Parliament occupies an important place in any nation, and an interesting aspect of it is just how many people are affected by its presence and its importance.
It is in the Parliamentary building that the most important debates and contests are given attention. Ideas from such debates are then used to help determine the character of the activity that takes place in a society.
Few people, however, attend the parliament to witness the law-making process. Occasionally, though, legislative activity can attract many observers. People attend mostly when there are meetings or public hearings.
Our parliament for example, has been making a great impact on political interactions and policy formulation. The parliament has helped to institutionalise effective mechanisms of democratic checks and balances.
The parliament is thus generally necessary to prevent the disintegration of democratic practices, and hence crucial to democratic consolidation.
The Rwandan parliament is sometimes used as a location for a forum, or roundtable, on matters of current public concern. The parliamentary house has been the scene of a number of demonstrations of compassion and sorrow for tragedies that have affected the nation and its people.
Such tragedies include the 1994 Genocide in Rwanda. That such events are held at parliament illustrates its importance in the nation’s psyche.

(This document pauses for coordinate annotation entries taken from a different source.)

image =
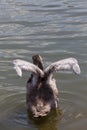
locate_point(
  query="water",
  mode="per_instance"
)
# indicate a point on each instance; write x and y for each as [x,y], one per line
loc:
[55,30]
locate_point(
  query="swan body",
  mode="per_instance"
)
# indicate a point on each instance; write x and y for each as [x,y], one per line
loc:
[42,92]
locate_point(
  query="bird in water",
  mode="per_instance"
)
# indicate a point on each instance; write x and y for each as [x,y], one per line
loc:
[42,92]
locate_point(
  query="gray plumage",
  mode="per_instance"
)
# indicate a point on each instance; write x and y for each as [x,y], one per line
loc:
[42,92]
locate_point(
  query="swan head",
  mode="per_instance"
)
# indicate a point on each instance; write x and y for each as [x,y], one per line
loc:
[42,92]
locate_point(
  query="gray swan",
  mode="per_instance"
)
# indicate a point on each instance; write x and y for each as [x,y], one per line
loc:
[42,92]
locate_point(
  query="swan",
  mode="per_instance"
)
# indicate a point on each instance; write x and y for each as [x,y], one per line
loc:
[42,92]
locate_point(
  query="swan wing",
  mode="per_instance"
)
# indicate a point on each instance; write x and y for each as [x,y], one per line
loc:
[65,64]
[20,65]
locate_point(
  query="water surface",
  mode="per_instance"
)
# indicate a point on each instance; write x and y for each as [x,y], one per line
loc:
[55,30]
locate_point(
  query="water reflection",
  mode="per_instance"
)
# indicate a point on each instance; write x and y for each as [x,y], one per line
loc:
[55,29]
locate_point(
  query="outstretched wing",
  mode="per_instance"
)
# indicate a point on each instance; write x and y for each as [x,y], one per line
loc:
[20,65]
[65,64]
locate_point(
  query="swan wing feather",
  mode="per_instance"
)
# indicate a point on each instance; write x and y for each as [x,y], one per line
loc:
[20,65]
[65,64]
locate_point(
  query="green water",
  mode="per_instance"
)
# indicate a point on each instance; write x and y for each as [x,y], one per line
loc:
[55,30]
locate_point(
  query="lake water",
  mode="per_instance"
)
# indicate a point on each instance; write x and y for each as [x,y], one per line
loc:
[55,29]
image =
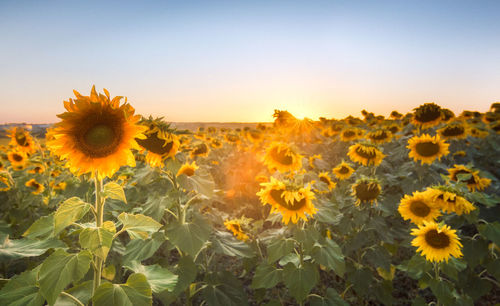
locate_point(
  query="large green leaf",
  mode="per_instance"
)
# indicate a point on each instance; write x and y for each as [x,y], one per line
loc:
[279,248]
[189,237]
[42,227]
[59,270]
[70,211]
[22,290]
[98,239]
[226,243]
[138,249]
[300,280]
[19,248]
[329,255]
[135,292]
[266,276]
[138,226]
[159,278]
[114,191]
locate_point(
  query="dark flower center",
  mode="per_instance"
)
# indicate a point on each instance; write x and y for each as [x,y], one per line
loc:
[427,149]
[293,205]
[419,208]
[437,240]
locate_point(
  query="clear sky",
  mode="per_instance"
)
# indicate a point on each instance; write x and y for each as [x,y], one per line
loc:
[240,60]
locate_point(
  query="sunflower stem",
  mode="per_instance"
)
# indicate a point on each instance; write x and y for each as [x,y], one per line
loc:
[99,208]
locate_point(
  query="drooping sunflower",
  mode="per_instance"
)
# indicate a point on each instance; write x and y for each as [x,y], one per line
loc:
[426,148]
[96,134]
[366,190]
[37,187]
[450,200]
[282,157]
[365,154]
[343,171]
[200,150]
[380,136]
[18,159]
[427,115]
[325,178]
[474,182]
[159,142]
[436,243]
[235,227]
[455,130]
[418,208]
[21,140]
[187,169]
[292,202]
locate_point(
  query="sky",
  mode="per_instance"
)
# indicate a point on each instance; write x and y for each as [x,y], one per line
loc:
[237,61]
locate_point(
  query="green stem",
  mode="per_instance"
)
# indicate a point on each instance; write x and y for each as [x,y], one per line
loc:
[99,208]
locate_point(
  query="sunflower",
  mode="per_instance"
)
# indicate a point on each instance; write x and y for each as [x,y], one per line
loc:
[366,190]
[21,140]
[456,130]
[426,148]
[380,136]
[418,208]
[325,178]
[474,182]
[235,227]
[343,171]
[450,200]
[200,150]
[96,134]
[436,243]
[282,157]
[187,169]
[291,201]
[38,188]
[365,154]
[18,159]
[427,115]
[160,145]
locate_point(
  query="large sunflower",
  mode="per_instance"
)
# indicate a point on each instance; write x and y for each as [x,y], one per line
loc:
[450,200]
[343,171]
[96,134]
[235,227]
[474,182]
[365,154]
[418,208]
[21,140]
[436,243]
[282,157]
[426,148]
[160,145]
[291,201]
[366,190]
[427,115]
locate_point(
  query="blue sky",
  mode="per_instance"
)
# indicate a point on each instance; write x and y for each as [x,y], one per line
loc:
[240,60]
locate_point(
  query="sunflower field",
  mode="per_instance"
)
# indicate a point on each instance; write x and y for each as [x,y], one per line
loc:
[115,208]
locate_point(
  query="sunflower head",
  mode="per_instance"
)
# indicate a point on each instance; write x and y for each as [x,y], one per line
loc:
[426,148]
[292,201]
[343,171]
[282,157]
[187,169]
[418,208]
[436,243]
[366,190]
[427,115]
[35,186]
[96,134]
[365,154]
[235,227]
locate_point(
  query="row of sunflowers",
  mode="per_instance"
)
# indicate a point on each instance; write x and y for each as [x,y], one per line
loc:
[113,208]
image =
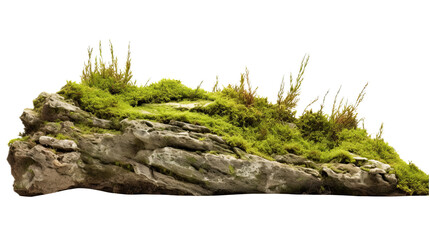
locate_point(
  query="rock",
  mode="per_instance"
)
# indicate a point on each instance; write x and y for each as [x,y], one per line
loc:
[31,120]
[65,145]
[351,180]
[176,158]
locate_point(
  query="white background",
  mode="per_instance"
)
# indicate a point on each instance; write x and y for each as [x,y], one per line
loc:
[385,43]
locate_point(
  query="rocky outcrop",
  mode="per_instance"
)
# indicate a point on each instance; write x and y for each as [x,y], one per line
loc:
[156,158]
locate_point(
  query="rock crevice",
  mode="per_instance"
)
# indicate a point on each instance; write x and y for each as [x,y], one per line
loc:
[176,158]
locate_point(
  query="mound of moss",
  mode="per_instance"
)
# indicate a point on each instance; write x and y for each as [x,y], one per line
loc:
[242,118]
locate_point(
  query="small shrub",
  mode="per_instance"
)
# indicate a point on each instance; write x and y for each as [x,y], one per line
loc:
[287,103]
[345,116]
[107,76]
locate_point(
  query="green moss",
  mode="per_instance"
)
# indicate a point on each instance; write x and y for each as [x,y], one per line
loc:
[231,170]
[243,119]
[85,129]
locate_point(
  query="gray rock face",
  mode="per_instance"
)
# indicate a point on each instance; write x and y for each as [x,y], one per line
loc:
[176,158]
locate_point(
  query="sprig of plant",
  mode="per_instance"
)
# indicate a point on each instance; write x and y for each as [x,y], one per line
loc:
[107,76]
[345,115]
[215,87]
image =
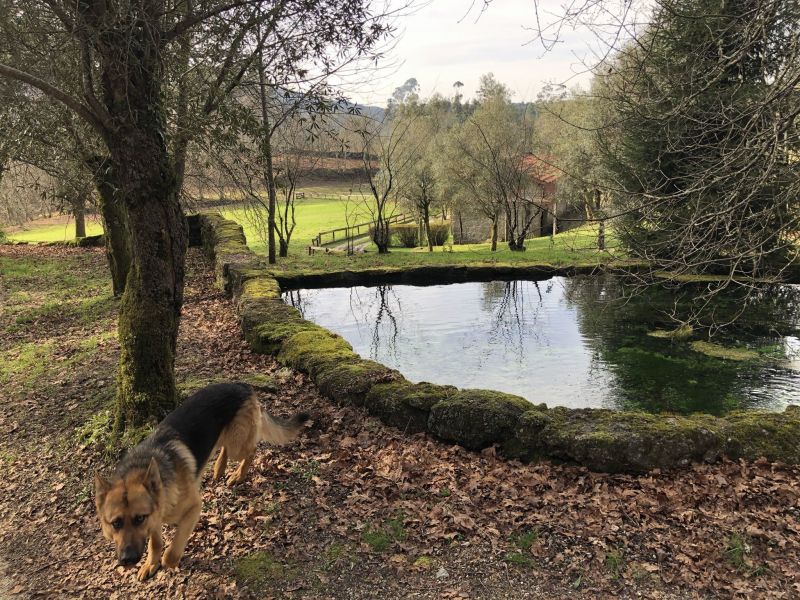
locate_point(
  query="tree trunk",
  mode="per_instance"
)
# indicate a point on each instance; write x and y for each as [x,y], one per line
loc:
[79,212]
[601,235]
[270,174]
[146,184]
[151,304]
[382,236]
[427,217]
[116,228]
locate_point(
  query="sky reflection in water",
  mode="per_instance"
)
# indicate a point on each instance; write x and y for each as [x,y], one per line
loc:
[569,342]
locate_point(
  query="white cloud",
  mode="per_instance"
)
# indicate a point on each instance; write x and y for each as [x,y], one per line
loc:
[445,41]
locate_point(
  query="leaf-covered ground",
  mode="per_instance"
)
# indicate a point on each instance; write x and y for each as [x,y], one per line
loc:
[354,509]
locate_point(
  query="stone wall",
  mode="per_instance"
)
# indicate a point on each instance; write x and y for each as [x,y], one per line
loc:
[602,440]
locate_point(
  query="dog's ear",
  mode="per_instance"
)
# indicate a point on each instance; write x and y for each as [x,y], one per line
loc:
[101,487]
[152,478]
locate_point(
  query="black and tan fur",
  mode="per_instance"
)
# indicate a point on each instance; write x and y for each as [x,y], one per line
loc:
[158,481]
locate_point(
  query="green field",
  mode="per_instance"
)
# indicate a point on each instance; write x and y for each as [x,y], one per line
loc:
[327,206]
[54,233]
[314,213]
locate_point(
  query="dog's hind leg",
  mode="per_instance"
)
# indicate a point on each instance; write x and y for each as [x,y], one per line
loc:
[154,548]
[221,463]
[185,526]
[241,473]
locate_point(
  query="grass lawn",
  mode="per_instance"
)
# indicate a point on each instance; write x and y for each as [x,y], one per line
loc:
[314,213]
[325,207]
[50,232]
[575,247]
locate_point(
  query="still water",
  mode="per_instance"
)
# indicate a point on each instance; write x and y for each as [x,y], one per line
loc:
[577,342]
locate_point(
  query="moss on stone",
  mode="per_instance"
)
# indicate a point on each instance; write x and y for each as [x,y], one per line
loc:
[406,405]
[477,418]
[314,349]
[614,441]
[348,381]
[259,286]
[717,351]
[681,333]
[753,434]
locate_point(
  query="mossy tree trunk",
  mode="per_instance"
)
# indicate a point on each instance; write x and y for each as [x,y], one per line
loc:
[427,217]
[146,181]
[79,212]
[116,227]
[269,172]
[151,303]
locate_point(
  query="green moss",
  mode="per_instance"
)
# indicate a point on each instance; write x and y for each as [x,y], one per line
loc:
[607,440]
[717,351]
[775,436]
[260,571]
[259,287]
[477,418]
[26,362]
[406,405]
[681,333]
[267,325]
[348,380]
[314,348]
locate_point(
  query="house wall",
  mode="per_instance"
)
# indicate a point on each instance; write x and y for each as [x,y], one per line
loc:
[471,226]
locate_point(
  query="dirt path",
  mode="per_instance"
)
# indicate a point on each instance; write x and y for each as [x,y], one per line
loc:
[358,510]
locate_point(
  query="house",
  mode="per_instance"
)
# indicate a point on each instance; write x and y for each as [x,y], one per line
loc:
[470,225]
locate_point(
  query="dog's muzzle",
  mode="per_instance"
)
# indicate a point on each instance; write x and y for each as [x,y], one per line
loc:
[129,556]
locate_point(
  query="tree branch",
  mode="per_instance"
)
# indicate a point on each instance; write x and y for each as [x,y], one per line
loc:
[53,92]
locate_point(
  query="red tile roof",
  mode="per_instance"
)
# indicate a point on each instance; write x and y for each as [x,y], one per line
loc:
[542,168]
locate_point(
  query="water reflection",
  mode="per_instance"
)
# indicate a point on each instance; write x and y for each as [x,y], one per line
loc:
[581,341]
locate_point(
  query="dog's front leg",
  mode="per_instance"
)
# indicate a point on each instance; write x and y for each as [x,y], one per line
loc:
[155,546]
[184,529]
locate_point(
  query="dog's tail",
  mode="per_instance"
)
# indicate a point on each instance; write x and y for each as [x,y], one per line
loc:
[277,431]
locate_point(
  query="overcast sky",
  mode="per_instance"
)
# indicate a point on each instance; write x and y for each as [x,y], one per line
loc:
[445,41]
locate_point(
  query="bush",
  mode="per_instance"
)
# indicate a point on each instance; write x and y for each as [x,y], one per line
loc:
[407,234]
[439,232]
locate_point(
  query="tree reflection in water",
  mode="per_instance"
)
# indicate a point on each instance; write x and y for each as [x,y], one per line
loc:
[578,341]
[375,311]
[514,315]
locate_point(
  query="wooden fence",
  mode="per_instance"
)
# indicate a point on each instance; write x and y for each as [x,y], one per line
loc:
[353,231]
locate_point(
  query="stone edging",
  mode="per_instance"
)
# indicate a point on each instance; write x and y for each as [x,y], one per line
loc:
[602,440]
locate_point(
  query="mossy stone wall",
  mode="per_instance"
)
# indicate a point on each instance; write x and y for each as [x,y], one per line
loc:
[602,440]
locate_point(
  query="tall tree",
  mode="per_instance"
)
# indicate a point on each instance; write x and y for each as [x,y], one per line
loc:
[118,80]
[490,154]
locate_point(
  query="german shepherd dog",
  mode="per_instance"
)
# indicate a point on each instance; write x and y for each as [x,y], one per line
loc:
[158,481]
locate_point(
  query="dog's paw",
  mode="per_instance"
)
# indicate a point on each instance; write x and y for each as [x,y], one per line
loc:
[236,479]
[147,570]
[170,559]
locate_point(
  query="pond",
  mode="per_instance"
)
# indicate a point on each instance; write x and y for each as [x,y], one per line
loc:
[584,341]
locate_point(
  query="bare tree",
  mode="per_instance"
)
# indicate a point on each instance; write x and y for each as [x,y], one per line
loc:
[113,73]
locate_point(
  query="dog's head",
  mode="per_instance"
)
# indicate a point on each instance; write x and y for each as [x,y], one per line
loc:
[127,507]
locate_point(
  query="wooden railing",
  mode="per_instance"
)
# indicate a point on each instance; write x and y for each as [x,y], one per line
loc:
[353,231]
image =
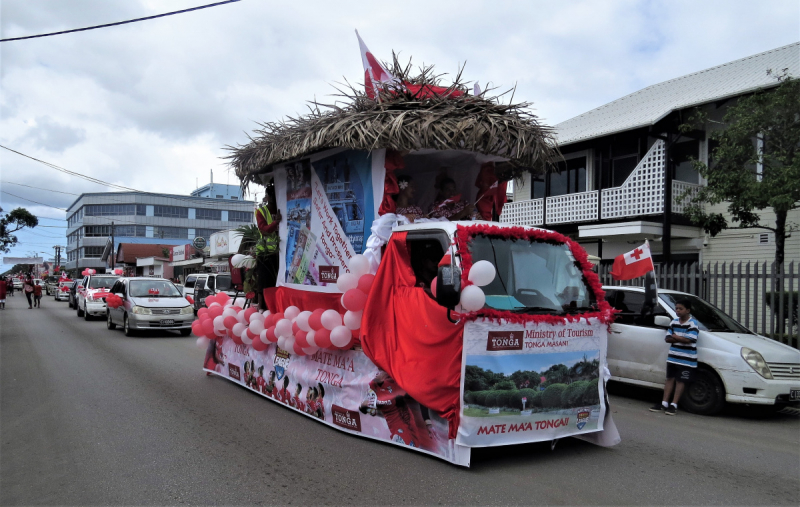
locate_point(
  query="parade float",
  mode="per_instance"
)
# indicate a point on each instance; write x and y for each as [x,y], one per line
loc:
[431,334]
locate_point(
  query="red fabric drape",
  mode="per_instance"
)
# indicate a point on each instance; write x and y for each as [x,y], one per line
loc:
[407,334]
[394,161]
[490,197]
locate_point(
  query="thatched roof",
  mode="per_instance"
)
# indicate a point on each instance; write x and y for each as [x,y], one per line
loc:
[401,120]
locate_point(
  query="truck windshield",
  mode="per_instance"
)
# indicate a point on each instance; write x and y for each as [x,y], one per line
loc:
[532,277]
[154,288]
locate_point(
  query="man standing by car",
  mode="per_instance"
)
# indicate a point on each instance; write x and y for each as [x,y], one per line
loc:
[682,357]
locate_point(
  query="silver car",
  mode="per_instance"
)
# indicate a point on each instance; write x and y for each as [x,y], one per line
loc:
[149,304]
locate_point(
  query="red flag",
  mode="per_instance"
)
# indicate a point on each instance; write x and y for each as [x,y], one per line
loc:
[633,264]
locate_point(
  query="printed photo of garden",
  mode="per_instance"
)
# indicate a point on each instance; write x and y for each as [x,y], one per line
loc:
[530,383]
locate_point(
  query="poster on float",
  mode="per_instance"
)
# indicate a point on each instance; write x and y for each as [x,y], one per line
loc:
[342,389]
[329,212]
[533,382]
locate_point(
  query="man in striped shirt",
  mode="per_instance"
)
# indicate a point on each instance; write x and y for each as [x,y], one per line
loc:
[682,357]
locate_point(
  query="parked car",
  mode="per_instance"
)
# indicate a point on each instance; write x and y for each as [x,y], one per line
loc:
[51,285]
[734,364]
[208,284]
[60,294]
[91,293]
[149,303]
[73,293]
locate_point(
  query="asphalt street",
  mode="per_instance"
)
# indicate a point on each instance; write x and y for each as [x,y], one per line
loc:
[88,416]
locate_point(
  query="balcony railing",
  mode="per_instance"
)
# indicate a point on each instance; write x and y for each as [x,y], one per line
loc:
[642,193]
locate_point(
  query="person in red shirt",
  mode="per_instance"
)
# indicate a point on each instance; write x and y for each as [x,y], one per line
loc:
[398,409]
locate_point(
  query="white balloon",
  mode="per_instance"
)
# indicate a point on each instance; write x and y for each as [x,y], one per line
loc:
[472,298]
[292,312]
[218,324]
[256,326]
[482,273]
[352,320]
[331,319]
[310,338]
[302,321]
[346,282]
[283,328]
[358,265]
[340,337]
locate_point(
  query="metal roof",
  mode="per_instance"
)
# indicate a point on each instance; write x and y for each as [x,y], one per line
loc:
[649,105]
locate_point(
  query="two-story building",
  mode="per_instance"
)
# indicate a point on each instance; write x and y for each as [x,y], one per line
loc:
[625,163]
[144,218]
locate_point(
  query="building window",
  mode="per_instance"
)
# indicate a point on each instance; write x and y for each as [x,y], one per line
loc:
[208,214]
[171,232]
[110,210]
[570,179]
[170,212]
[205,233]
[92,252]
[240,216]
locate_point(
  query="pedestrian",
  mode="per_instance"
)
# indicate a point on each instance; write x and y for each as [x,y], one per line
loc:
[682,357]
[3,285]
[27,288]
[37,295]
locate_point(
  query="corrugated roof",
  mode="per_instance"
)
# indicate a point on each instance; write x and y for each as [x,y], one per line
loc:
[648,105]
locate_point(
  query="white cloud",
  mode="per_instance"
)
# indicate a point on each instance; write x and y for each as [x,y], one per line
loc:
[151,105]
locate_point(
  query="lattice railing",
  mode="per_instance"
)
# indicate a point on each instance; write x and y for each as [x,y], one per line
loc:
[570,208]
[528,212]
[643,191]
[678,188]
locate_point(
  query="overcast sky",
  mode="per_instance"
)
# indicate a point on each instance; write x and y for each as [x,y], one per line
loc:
[151,105]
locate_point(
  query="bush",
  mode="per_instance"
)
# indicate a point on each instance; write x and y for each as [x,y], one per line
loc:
[504,399]
[551,398]
[591,394]
[573,394]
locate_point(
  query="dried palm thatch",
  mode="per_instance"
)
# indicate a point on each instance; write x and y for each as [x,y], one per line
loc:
[401,119]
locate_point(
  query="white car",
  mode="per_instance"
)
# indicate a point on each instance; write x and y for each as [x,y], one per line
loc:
[86,303]
[734,364]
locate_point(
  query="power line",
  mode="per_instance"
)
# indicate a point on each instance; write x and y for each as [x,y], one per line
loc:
[120,22]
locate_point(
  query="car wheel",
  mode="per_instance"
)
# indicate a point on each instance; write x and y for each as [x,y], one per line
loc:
[705,394]
[126,326]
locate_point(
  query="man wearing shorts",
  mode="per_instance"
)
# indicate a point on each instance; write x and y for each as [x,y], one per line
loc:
[682,357]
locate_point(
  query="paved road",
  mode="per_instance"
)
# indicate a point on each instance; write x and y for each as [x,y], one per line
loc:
[88,416]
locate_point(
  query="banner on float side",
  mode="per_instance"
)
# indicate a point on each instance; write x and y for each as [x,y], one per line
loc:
[342,389]
[534,382]
[329,212]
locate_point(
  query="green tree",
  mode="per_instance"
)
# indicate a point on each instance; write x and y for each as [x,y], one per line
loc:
[756,164]
[12,222]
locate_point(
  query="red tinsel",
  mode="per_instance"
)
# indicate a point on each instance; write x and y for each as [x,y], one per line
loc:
[464,234]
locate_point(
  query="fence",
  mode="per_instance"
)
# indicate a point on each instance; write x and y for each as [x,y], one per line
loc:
[759,296]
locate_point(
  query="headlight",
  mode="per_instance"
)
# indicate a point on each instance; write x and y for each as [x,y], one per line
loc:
[756,361]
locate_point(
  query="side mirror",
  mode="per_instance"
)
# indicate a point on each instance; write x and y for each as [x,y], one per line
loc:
[662,321]
[448,286]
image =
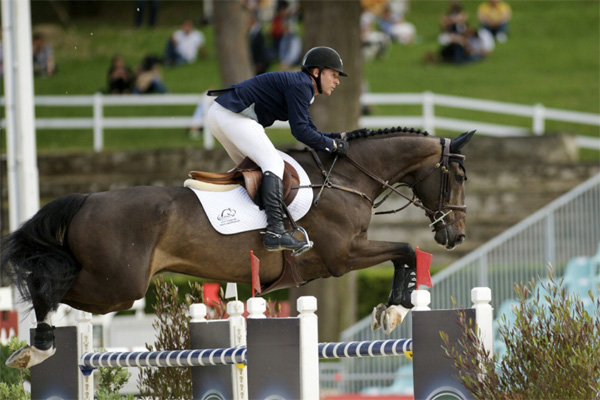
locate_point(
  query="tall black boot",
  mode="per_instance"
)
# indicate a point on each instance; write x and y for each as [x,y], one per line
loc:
[276,237]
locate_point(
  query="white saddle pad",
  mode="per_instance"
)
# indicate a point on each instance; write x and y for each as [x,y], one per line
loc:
[233,211]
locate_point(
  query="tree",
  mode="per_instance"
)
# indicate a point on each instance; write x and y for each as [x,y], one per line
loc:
[231,23]
[335,24]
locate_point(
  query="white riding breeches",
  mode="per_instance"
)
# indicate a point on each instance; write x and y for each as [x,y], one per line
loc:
[243,137]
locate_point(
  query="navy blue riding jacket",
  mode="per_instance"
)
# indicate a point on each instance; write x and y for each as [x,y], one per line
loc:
[279,96]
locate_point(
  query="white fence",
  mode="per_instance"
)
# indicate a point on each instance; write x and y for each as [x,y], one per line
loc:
[427,120]
[566,228]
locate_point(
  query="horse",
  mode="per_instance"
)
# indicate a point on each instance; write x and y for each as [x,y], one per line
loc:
[98,252]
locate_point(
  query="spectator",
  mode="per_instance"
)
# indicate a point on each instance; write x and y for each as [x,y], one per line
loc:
[258,50]
[184,45]
[120,76]
[43,56]
[140,9]
[149,77]
[494,16]
[290,47]
[455,19]
[396,27]
[278,23]
[479,44]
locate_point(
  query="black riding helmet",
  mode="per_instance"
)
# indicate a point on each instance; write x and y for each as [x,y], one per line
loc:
[322,57]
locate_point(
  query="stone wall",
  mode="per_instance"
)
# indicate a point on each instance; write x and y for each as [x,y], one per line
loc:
[508,179]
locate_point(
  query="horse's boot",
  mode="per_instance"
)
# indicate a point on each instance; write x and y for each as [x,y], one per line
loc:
[276,237]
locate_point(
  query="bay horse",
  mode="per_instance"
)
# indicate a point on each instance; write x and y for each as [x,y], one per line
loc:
[98,252]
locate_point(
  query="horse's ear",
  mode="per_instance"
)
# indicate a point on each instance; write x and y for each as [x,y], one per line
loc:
[460,141]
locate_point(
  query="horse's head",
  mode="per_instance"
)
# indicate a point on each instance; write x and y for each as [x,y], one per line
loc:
[442,193]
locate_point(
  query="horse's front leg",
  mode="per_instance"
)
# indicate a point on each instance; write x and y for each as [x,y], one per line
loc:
[365,253]
[389,316]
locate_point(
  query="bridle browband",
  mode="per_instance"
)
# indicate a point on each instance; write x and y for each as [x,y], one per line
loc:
[436,217]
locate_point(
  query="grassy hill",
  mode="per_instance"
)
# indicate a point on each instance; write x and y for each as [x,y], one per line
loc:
[552,57]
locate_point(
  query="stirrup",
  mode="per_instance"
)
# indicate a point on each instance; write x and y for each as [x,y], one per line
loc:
[308,244]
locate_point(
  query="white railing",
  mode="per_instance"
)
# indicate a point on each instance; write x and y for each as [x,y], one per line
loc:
[566,228]
[427,120]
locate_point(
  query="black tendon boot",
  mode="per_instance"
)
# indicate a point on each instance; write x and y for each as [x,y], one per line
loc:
[276,237]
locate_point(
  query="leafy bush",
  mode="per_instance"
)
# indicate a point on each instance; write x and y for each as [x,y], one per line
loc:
[552,349]
[11,386]
[172,333]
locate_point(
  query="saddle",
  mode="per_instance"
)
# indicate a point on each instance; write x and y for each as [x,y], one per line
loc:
[248,175]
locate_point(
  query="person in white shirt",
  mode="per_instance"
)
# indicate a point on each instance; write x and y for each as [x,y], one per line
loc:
[184,45]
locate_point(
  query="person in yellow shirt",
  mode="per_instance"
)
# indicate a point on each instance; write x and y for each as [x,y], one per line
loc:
[494,16]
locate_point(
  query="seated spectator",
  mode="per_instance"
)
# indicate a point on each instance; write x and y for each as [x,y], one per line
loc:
[479,44]
[43,56]
[261,58]
[290,47]
[396,27]
[184,45]
[455,19]
[460,48]
[494,16]
[149,77]
[120,76]
[282,13]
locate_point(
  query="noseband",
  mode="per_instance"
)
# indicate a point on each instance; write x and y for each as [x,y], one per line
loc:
[437,216]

Should people feel comfortable in approaching and entering the building? All citizens should regularly visit the building to see the workings of democracy in Rwanda.
People who do not closely follow the work done by parliament, end up depending on rumours, to the detriment of the general society.
Do we need to have parliamentary elections in Rwanda? Yes, we do. A strong democracy exhibits the ability of the people of a country to freely elect individuals who can represent the interests of the public, and for those individuals to come to the house of democratic such as the parliament and fight for those issues that are important to the people who elected them.
Ultimately, the main objective of the whole exercise is to have representatives who can enable us to fight for the issues, ideas and solutions that our society needs for its development.
In most cases people ask why they are not seeing ideas and actions put forward so that solutions are got and implemented. We need a system that works on that to continue existing.
We, however, have to work together for the good of our parliament, democracy and for the country.
What should the electorate expect from the parliamentarians?
People queue to vote for a person who can primarily address issues of concern in their respective communities. If you are interested in contesting, then get warned in advance that the people will blame you for not answering their call.
In some cases you find people elected to parliament who never go back to the communities that pushed them to those levels. This is a sad reality. Why does one continue to warm a chair and fail to fulfil his or her promises?
During elections, people vying for posts shout, and out of excitement, promise heaven and earth. Yet some never fulfil even a quarter of their promises.
As we come closer to parliamentary elections, I would like to advise all those who will want the people to push them in one of the most respectable positions in the country, to live to their promises.
I do not think it is of any importance to promise what you will never deliver. What then do you need to do as you contest? The question comes because many aspiring candidates are caught up in a dilemma.
All you need to do is to promise people to facilitate the already existing government programmes to lift up the general standards of living. We have the Millennium Development Goals set for you and all that is left for you is to pick at least one of the goals and tell the people how you are going to facilitate its implementation.
You are not asked to create your own development goals and if you do, you will only be reinventing the wheel and therefore boring the electorate.
Set and be ready to implement people-based programmes. Do not seek to push forward cosmetic changes, for you will be digging your own political grave.
Rwanda with its decentralisation policy has set a very good background for its people and any slight mistake you make, a contradiction is made and then you are finished. You should be guided by the principle that parliament is a people’s house.